Totally agree on the higher tier, also because there are plenty of things you will value more just because it charges a higher price. For a freelancer or agency who needs this because they've been screwed over before, it might even make the service appear more trustworthy, that you're charging that much because you are offering security. A few hundred a year is nothing for a bit of peace of mind and some protection against a client skipping payment and running off with your code.

Anecdotally, a place I previously worked at raised all of its prices and tweaked the available plans (with some A/B testing involved) and internally it was incredibly controversial and made a lot of people unhappy as we were implementing it.
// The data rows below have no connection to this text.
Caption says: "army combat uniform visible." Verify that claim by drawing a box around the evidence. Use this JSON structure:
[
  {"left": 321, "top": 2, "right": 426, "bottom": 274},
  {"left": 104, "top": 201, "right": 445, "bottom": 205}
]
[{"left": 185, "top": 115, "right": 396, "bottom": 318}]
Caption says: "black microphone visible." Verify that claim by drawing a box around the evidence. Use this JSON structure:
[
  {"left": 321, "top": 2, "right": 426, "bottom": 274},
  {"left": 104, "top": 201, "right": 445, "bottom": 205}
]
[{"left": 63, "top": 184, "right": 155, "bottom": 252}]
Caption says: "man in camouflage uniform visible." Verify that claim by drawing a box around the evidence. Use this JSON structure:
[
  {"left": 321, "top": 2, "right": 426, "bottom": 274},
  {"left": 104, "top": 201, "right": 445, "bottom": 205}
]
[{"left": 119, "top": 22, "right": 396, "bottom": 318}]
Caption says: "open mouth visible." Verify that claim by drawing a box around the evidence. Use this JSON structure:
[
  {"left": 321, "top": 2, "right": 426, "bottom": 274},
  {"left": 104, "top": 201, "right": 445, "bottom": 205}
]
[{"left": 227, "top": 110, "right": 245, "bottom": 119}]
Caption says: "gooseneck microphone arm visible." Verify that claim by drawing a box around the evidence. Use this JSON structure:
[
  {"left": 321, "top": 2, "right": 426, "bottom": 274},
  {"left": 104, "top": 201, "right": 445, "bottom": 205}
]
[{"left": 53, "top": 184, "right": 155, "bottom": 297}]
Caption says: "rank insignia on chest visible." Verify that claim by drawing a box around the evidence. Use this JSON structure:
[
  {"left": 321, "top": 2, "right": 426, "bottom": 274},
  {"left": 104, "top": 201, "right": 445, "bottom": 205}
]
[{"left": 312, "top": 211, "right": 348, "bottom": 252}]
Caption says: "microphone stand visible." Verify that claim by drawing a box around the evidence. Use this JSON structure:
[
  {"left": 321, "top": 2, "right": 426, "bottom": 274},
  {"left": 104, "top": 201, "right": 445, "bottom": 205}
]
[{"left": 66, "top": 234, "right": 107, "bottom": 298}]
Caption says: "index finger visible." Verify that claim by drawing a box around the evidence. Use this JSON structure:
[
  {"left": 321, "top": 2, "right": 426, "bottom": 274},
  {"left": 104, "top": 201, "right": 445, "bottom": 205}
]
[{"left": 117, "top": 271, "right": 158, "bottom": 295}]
When the testing period was over and all was said and done, few people complained about the price hikes and far more people either just accepted it or went for an upgrade.

I think it's very easy for a startup to completely underestimate the value it provides and assume that nobody would pay more if they had to. But maybe that's just a bias because you don't tend to hear about the companies that failed for charging too much. (Not that I would suggest you blindly follow this advice!)

Simply write free software (as in speech) ...
in my mind the only true way to protect against client software ripping is to put all of the protected IP on your service, and make service calls to it from the client application. If the code resides on their hardware... there aint really anything you can do to protect it.
<a href="www.mixxkart.com">Kirana in Gorakhpur</a>
Question: How about having the option of not blocking but only reporting?

Then you can put a use clause in your service agreement and bill your customers according to their use. They've signed that any additional use incurs a cost, but they don't think you know.

Definitely, monkeynotes had a similar suggestion so with your comment on top of that, this is definitely on my to do list.